Implement strength reduction for induction variables in loops. Manually optimize nested loop array accesses.
Consider a simple loop that processes each element of an array: `for (i = 0; i < n; i++) a[i] = 0;`. The expression `a[i]` looks innocent, but the compiler must translate it into an address calculation: `base_address + i * element_size`. That multiplication executes on every iteration, even though the address advances by a fixed stride each time. From your study of loop detection and data dependence analysis, you know how to identify loop structure and track how variables change across iterations. Array subscript optimization exploits that regularity to eliminate redundant address arithmetic.
The central technique is strength reduction applied to induction variables. An induction variable is one that changes by a constant amount on each loop iteration — the classic loop counter `i` is the simplest example. The array address `base + i * element_size` is a derived induction variable: it is a linear function of `i`. Strength reduction replaces the multiplication with an addition by introducing a new pointer variable initialized to `base` before the loop, then incremented by `element_size` on each iteration.

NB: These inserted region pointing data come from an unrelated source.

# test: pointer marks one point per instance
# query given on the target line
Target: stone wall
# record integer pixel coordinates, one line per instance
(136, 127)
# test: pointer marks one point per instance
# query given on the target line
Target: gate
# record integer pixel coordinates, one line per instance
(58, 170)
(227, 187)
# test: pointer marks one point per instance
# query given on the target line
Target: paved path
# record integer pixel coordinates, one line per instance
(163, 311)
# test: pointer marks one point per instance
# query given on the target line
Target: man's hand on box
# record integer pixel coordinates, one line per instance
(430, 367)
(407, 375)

The expensive `multiply + add` per iteration becomes a single `add`. On most hardware, addition is significantly cheaper than multiplication, and the savings compound across millions of iterations in tight loops.
For nested loops, the optimization becomes more powerful and more intricate. Consider `a[i][j]` in a doubly-nested loop. The unoptimized address is `base + i * row_size + j * element_size` — two multiplications per inner iteration. The compiler can reduce the outer multiplication by maintaining a row pointer that advances by `row_size` in the outer loop, and reduce the inner multiplication by incrementing a column pointer by `element_size` in the inner loop. Data dependence analysis confirms these transformations are safe: the new pointer-based access pattern reaches exactly the same memory locations in the same order, so no dependencies are violated.

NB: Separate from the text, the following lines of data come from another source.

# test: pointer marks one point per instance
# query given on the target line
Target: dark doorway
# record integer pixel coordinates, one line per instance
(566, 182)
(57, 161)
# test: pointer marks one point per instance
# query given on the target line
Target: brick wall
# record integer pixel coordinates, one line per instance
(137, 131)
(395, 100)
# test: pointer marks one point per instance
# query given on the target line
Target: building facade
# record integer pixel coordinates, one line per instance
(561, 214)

The compiler must also handle cases where subscript expressions are more complex — `a[2*i + 1]` or `a[i*n + j]` — by recognizing the linear pattern and reducing it to an initial value plus a constant stride. When the subscript is not a linear function of loop variables (e.g., `a[b[i]]` with indirect indexing), strength reduction does not apply. This optimization is particularly impactful in dense linear algebra — matrix multiplication, convolution, stencil computations — where the innermost loops are dominated by regular array access patterns and even small per-iteration savings translate to large absolute speedups.